Over 51 percent of adults were banking online in 2013 – and the number continues to rise. The days of filling out deposit slips and waiting in long lines are quickly fading away. Checking statements, depositing paychecks and transferring money can all be done with a few swipes on a smartphone. With this amazing convenience comes a very real danger. With each passing year, the risk of being breached by hackers and fraudsters increases exponentially.
Cyber criminals pose a threat to more than a financial institution’s bottom line, they can also erode at consumer confidence and invite legal action. It is of vital importance for those in the financial services industry to protect themselves and their customers from this imminent threat, and to promote cyber security. Thankfully, there are steps you can take to prevent being compromised. Here are the five steps to promote safer online banking.

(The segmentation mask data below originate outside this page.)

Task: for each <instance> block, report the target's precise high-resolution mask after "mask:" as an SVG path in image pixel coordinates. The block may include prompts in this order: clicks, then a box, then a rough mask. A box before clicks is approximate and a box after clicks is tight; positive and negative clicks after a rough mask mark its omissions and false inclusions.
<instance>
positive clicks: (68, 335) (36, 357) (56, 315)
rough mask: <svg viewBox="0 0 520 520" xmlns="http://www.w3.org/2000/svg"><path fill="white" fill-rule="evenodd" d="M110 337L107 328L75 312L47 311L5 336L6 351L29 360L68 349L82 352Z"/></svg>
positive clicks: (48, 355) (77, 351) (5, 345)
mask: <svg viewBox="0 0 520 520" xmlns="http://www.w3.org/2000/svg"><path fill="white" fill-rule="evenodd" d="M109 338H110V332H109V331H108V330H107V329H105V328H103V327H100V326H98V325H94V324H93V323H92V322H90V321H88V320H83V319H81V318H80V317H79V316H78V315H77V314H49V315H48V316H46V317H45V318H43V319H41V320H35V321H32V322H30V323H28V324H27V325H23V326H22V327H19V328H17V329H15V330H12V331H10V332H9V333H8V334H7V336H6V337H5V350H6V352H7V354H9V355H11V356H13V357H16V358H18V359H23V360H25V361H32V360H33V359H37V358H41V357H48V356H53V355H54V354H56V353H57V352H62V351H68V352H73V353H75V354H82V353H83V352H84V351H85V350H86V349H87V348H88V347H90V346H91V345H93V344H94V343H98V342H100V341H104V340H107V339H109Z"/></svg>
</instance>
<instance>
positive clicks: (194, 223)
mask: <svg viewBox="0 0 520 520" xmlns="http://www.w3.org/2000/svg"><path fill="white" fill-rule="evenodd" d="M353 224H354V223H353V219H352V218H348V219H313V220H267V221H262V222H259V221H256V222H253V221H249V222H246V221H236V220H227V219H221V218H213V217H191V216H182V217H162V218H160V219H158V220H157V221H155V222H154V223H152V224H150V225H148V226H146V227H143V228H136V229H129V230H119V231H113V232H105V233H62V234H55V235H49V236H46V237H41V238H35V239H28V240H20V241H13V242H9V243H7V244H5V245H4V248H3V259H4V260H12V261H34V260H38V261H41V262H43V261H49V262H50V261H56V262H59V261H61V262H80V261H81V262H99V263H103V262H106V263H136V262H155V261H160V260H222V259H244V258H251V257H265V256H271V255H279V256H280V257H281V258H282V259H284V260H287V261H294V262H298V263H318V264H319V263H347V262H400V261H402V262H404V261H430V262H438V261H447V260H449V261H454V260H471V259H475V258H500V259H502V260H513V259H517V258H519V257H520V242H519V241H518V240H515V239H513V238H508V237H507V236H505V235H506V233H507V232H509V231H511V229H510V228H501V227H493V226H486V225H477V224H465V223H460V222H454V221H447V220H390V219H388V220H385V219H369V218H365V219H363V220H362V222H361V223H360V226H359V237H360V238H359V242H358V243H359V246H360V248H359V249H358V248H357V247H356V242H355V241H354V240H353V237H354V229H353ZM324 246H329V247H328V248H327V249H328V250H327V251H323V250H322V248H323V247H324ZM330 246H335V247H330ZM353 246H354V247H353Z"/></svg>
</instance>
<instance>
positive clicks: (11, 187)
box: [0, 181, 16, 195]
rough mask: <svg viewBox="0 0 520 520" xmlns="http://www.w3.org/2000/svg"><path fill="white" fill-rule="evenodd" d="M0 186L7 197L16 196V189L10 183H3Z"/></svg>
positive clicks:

1. Identify internal risks to prevent breaches
In order to be safe, you’ll need to be organized. Your data should be carefully listed, labeled and re-evaluated. Effectively managing your data means you’ll be able to identify vulnerabilities and propose solutions to secure data.
For example, if a certain piece of data is very sensitive, you may consider encryption, limiting employee accesses or even purging it. Whatever the solution may be, risks must be assessed and addressed efficiently and effectively.
2. Employ two-factor authentication
Two-factor authentication provides an extra layer of security for users. To access an account without it, all you need is a username and a password. With two-factor authentication, a login also requires the user to input a temporary code, which is sent to a verified device, such as a smartphone.
Offering two-factor authentication greatly reduces the risk of identity theft. Many banks offer this feature for this very reason.
3. Educate employees about security
Cybersecurity is no longer merely an IT issue. Every branch should make safe online banking a priority. Employees should be properly educated about risks, preventive measures and strategies to deal with breaches. While you should still limit accesses to sensitive data, it is important they understand how to transfer data internally, how to avoid phishing emails and what to do if a breach occurs.
4. Use up-to-date security software and tools
Updating systems may be costly in the short-term, but it is something that absolutely cannot be skimped on. Unfortunately, many financial institutions are not using technologies that are up-to-date. Using out-of-date software invites danger as it makes you needlessly vulnerable to hacking attempts. Using virtual private network (VPN) is another way to safeguard your network from potential security threats. It’s wise to avoid free vpns, as they may log your data.
5. Continue to grow your cybersecurity team
There are many tools available to protect against malware and viruses. Nothing, however, will be able to replace competent cybersecurity experts. Large financial institutions have already recognized the significance of this. Bank of America, for example, pledged to spend $400 million in 2015 alone, and continues to grow their cybersecurity team.
In fact, they’re investing in more than the traditional juggernaut programming languages like C++ and Java. Banks like JPMorgan and Merrill Lynch invest in a swath of technologies, including the increasingly popular (and highly flexible) Python programming language. Python was previously underutilized, but is now seeing a boom in banking because of its incredible agility and ease of integration with existing codebases.
6. Encourage consumers to become proactive about their security
Developing awareness about cyber security issues is integral to creating a safer online banking experience. Not only should your employees be educated about the possible dangers of cyber breaches, identity theft and fraud, your customers should be, too.
Even if a cyber breach is not your institution’s fault, you may be held liable. Therefore, it is in your best interest to educate your consumers. Enforcing strong passwords and offering two-factor authentication are just a few ways to protect them.
Educating users about the importance of using secure WiFi connections and effectively using banking alerts can help make your customers feel more in control, while also giving them steps to protect against hacking attempts.
Safer online banking isn’t nearly as hard as it seems. You only need to take the necessary measures to assess and manage risk. Continue educating yourself, follow these six tips for safer online banking, and continuously monitor developments in cybersecurity. There is no guarantee that you will not fall victim to a cyber criminal’s attack, but it is always best to be as prepared as possible.